Mesku works with about a dozen Butte County dentists, and he’s about to make a push to broaden his network of providers. Meanwhile, Brooklyn-based Melissa is working Wall Street to find venture-capital investors for their passion project.

“It’s definitely a family affair, a long-standing family issue of the toxicity of the chemicals that are in dentures,” Melissa said in a phone interview from New York City. “It’s been a personal trial for him, and I’ve always thought of him as a bit of a vigilante. This is one way of seeking justice. …

“He’s coming at this business not from the stance of, ‘This is a great idea, let’s make some money,’ but coming at it from a stance of, ‘This is an issue that needs to be solved,’ and taking a product to market that’s better than what exists already is a way to solve this problem.”

Indeed, Mark Mesku has intentions that go beyond his firm. As he explained in a phone interview from Paradise, “We’re right on the cutting edge of trying to bring accountability to a largely unregulated industry. There is no certification in most states for a dental technician to fabricate a denture; it’s not even like a cosmetologist’s license or a barber’s license. … The denture-[wearing] population isn’t told who’s making their dentures.

“So, we have kind of taken on a Goliath here in the scope of trying to bring some credibility to this industry that I believe is responsible for making Americans ill, and they don’t even know it.”

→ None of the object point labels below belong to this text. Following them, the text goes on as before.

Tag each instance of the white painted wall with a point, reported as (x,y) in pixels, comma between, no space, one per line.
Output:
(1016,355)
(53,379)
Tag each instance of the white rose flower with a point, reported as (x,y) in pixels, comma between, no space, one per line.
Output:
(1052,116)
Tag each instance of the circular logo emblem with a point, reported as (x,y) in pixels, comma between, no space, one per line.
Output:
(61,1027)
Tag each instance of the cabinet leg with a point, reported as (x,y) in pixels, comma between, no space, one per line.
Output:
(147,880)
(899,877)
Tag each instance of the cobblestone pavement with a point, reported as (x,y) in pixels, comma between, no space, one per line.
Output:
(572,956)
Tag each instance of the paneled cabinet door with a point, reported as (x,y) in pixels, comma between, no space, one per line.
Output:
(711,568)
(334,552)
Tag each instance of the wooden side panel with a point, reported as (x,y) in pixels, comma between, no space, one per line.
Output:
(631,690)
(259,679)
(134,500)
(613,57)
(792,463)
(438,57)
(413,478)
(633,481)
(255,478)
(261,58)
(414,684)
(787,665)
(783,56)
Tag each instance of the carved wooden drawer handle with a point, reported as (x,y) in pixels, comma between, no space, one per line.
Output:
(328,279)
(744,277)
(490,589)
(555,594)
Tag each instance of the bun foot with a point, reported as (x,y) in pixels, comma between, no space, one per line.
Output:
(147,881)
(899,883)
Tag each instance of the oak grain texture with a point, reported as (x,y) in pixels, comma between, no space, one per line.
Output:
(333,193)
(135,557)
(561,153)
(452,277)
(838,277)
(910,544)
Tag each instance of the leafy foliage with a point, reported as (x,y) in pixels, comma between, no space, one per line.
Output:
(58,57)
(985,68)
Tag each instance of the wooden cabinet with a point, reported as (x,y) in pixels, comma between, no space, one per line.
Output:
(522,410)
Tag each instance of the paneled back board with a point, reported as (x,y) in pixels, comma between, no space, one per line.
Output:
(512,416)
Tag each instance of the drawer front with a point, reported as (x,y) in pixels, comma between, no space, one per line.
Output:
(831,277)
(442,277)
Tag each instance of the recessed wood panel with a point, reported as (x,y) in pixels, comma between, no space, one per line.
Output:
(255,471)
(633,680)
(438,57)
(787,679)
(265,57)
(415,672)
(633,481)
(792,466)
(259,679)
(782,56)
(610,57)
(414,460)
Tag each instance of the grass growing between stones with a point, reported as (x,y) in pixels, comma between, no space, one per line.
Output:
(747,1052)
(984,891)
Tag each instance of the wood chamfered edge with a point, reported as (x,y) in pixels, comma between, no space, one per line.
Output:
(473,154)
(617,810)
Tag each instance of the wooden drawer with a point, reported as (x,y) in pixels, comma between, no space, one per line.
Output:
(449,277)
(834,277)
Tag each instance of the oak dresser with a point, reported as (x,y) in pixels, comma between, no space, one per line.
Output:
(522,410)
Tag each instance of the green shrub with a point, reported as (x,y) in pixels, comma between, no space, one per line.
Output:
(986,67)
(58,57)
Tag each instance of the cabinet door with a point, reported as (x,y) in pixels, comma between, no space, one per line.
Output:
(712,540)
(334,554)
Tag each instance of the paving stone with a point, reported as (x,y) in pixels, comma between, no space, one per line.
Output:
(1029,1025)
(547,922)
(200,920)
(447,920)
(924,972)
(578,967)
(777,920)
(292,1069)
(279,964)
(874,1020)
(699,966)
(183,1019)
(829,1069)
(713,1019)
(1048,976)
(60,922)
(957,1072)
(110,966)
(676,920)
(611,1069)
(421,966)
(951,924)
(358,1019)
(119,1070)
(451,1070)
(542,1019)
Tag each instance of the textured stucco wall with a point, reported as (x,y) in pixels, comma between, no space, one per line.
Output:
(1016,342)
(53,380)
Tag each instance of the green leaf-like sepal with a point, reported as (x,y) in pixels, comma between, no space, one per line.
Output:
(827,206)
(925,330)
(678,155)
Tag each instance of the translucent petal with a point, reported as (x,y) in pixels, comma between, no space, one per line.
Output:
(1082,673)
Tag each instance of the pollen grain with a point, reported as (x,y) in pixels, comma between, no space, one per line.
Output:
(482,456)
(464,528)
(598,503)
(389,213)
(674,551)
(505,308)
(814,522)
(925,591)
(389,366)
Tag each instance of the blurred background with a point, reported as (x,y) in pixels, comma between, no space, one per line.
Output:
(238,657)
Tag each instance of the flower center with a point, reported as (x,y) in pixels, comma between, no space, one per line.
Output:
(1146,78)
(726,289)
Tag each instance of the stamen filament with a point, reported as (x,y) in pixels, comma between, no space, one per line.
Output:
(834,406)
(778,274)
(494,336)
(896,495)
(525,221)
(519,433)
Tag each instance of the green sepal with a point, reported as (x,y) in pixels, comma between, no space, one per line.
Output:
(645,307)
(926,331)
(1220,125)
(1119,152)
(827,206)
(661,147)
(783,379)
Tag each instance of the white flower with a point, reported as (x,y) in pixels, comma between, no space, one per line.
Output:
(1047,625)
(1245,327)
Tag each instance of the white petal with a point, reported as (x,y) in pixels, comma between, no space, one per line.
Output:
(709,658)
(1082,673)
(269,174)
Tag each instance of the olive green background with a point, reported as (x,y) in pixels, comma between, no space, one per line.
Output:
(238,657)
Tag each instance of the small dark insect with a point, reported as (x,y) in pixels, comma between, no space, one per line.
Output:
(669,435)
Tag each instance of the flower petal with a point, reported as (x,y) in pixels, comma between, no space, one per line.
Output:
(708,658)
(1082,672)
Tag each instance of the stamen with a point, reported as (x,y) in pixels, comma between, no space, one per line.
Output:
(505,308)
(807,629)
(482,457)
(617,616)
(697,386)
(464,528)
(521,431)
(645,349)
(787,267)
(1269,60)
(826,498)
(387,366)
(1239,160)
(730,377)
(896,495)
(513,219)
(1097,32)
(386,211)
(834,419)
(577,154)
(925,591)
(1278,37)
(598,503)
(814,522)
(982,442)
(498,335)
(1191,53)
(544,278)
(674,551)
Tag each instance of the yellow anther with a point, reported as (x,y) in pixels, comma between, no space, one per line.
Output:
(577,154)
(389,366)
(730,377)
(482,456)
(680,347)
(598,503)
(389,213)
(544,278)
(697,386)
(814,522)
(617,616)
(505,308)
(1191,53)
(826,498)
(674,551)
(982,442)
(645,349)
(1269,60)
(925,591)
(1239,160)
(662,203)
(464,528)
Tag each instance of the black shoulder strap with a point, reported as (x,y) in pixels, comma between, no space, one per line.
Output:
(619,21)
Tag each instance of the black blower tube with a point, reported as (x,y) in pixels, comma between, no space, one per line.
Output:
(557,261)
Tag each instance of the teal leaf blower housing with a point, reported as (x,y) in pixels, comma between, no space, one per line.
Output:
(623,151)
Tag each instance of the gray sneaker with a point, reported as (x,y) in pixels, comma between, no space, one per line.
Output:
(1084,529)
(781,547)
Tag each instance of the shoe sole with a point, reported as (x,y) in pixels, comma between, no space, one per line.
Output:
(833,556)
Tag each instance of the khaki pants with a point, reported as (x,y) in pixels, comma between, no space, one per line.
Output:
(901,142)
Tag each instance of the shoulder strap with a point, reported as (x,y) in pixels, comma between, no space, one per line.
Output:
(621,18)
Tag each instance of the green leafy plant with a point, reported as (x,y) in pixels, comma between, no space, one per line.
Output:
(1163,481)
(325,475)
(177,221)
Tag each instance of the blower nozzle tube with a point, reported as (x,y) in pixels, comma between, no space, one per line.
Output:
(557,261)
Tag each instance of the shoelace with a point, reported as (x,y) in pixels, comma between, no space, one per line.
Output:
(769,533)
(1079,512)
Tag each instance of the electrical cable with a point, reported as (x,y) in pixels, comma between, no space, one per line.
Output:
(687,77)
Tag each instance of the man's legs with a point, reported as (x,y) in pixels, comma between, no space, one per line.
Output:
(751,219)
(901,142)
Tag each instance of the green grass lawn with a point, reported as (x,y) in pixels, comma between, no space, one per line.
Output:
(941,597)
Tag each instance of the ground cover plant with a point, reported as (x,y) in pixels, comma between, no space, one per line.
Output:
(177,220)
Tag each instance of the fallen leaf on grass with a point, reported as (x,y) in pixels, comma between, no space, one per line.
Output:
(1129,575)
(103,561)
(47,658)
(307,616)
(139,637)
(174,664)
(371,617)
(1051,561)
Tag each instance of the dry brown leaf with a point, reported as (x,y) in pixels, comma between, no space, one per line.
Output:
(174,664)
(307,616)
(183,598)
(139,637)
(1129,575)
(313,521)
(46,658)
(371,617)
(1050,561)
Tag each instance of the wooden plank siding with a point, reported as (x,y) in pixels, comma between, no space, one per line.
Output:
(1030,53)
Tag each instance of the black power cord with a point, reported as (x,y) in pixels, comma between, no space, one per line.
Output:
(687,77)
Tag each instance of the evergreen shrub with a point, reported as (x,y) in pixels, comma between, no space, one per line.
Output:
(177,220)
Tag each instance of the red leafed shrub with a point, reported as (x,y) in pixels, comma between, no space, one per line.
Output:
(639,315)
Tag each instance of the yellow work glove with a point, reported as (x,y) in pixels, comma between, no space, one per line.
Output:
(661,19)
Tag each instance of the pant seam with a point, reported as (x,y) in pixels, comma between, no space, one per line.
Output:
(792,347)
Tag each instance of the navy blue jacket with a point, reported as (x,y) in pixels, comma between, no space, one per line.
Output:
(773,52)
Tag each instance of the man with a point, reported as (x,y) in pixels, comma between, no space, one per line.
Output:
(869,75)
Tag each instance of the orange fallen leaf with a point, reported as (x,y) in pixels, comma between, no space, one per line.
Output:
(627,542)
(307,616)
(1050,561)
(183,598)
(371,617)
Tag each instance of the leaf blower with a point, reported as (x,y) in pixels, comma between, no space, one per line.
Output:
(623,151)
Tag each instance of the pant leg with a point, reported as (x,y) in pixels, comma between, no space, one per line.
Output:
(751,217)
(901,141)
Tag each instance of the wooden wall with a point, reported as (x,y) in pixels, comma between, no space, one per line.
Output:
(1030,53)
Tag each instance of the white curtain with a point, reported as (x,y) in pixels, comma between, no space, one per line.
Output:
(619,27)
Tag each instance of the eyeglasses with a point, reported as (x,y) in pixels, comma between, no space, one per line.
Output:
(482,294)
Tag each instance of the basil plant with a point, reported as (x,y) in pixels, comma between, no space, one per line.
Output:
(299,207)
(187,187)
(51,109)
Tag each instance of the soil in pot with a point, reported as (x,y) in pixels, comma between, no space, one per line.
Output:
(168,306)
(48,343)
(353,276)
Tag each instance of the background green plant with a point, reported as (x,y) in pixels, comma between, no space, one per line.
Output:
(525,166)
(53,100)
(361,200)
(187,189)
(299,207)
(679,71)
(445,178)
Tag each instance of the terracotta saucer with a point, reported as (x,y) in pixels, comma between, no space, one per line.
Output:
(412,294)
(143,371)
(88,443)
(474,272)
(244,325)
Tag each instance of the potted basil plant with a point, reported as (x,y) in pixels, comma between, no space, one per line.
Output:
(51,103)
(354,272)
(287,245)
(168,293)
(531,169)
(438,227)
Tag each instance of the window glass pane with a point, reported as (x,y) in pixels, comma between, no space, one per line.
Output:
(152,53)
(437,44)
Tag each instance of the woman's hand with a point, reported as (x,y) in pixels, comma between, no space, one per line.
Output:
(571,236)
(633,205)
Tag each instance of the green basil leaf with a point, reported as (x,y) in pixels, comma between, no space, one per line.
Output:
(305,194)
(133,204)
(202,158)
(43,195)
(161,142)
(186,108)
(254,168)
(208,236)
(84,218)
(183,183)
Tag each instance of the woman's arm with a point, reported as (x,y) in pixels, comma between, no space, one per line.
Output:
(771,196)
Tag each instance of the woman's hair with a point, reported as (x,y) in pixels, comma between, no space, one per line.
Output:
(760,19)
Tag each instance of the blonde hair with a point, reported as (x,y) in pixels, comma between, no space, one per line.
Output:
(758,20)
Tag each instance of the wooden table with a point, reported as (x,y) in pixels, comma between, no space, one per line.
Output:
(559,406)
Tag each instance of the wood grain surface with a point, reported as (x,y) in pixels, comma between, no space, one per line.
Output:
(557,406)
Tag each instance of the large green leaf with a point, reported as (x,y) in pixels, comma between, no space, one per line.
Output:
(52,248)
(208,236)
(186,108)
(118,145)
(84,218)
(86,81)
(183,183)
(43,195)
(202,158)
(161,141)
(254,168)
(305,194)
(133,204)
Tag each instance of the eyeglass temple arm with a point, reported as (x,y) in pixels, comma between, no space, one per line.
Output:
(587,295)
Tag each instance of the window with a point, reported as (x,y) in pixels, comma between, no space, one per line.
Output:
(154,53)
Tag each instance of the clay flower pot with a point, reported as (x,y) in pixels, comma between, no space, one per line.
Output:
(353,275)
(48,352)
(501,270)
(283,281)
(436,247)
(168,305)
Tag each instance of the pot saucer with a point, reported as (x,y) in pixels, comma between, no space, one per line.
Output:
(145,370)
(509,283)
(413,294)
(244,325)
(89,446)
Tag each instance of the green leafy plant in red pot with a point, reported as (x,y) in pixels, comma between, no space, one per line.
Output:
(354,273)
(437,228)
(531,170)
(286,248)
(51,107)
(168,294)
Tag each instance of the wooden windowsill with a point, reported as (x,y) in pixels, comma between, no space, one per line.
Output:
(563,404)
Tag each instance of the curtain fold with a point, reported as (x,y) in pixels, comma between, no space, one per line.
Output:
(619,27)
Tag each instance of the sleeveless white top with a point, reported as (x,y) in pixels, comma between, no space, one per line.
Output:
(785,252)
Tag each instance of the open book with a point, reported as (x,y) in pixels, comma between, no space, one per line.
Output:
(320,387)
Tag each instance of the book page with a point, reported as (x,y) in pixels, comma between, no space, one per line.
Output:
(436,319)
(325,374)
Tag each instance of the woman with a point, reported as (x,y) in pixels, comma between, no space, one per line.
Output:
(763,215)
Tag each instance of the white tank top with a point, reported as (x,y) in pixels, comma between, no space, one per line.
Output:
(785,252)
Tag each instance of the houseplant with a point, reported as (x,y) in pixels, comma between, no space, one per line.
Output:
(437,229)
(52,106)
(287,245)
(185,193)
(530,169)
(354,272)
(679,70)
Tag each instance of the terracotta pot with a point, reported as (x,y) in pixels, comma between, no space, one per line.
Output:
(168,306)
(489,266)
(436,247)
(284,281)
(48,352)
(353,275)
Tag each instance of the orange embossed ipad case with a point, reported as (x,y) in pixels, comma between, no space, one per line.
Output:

Mesku cites his own situation as exhibit A. Twenty years ago, he began to experience symptoms he first chalked up to the stress of a high-production job: peripheral neuropathy (pain and tingling in the extremities), anxiety attacks and moodiness. His condition continued to worsen, so his doctor referred him to a toxicologist, who determined that Mesku had high levels of polymethyl methacrylate, or PMMA, in his bloodstream.

PMMA is a common ingredient in dentures.

Mesku spent the next three years on disability, during which time he visited university libraries across Southern California to research his condition. He found “a mountain of evidence” connecting exposure to denture resin to health problems.

“These are very toxic petrochemicals that most technicians are told to look out for, for symptoms of overexposure,” he said. “When I started talking with technicians and said, ‘Let me give you these studies from all over the world,’ the light went on.”

Mesku became concerned not only for his colleagues, but for their customers as well.

“What we’ve found is that dentures are not inert; they have a tendency to biodegrade because of acids in the mouth as well as acidic foods,” he explained. “This causes myriad problems for denture wearers that in many cases get dismissed by doctors as just symptoms of old age.”

In 1999, Mesku opened his own “mom-and-pop” lab in Loma Linda and began manufacturing dentures with “what I believed were the safest acrylics in the world”—materials he imported from the United Kingdom and had tested at FDA-accredited laboratories. “We’re still searching for the purest formulas in the world,” he said, “and I’ve contacted virtually every chemical manufacturer on the planet.”

Mesku continued to make dentures after moving to Paradise and opening a new lab. In 2010, he began working to find a way to detoxify dentures made by others, and through “trial and error” discovered the process his lab has used over the past year. He has applied for a patent for Pure Cure Denture Detox.

Looking ahead, Melissa said, “There are a number of directions that this company can go. We can stay small and just grow it small, but we can do a lot of other things if we had larger capital to work with.”

She’s exploring the option of expansion from her East Coast base of operations.

“We would not be a traditional investment,” Melissa said. “Venture capital is a non-traditional investment in the first place, but we wouldn’t even be a traditional investment in that alternative space. That doesn’t mean that it’s not something to try to pursue.”

In the meantime, Mark Mesku is ramping up an outreach effort to North State dental offices. Through the firm’s website, www.purecuredenturedetox.com, he’s received inquiries from a far wider radius.

“Forty-five million Americans wear some form of dentures,” he said. “This is something that goes beyond state lines and economic lines.”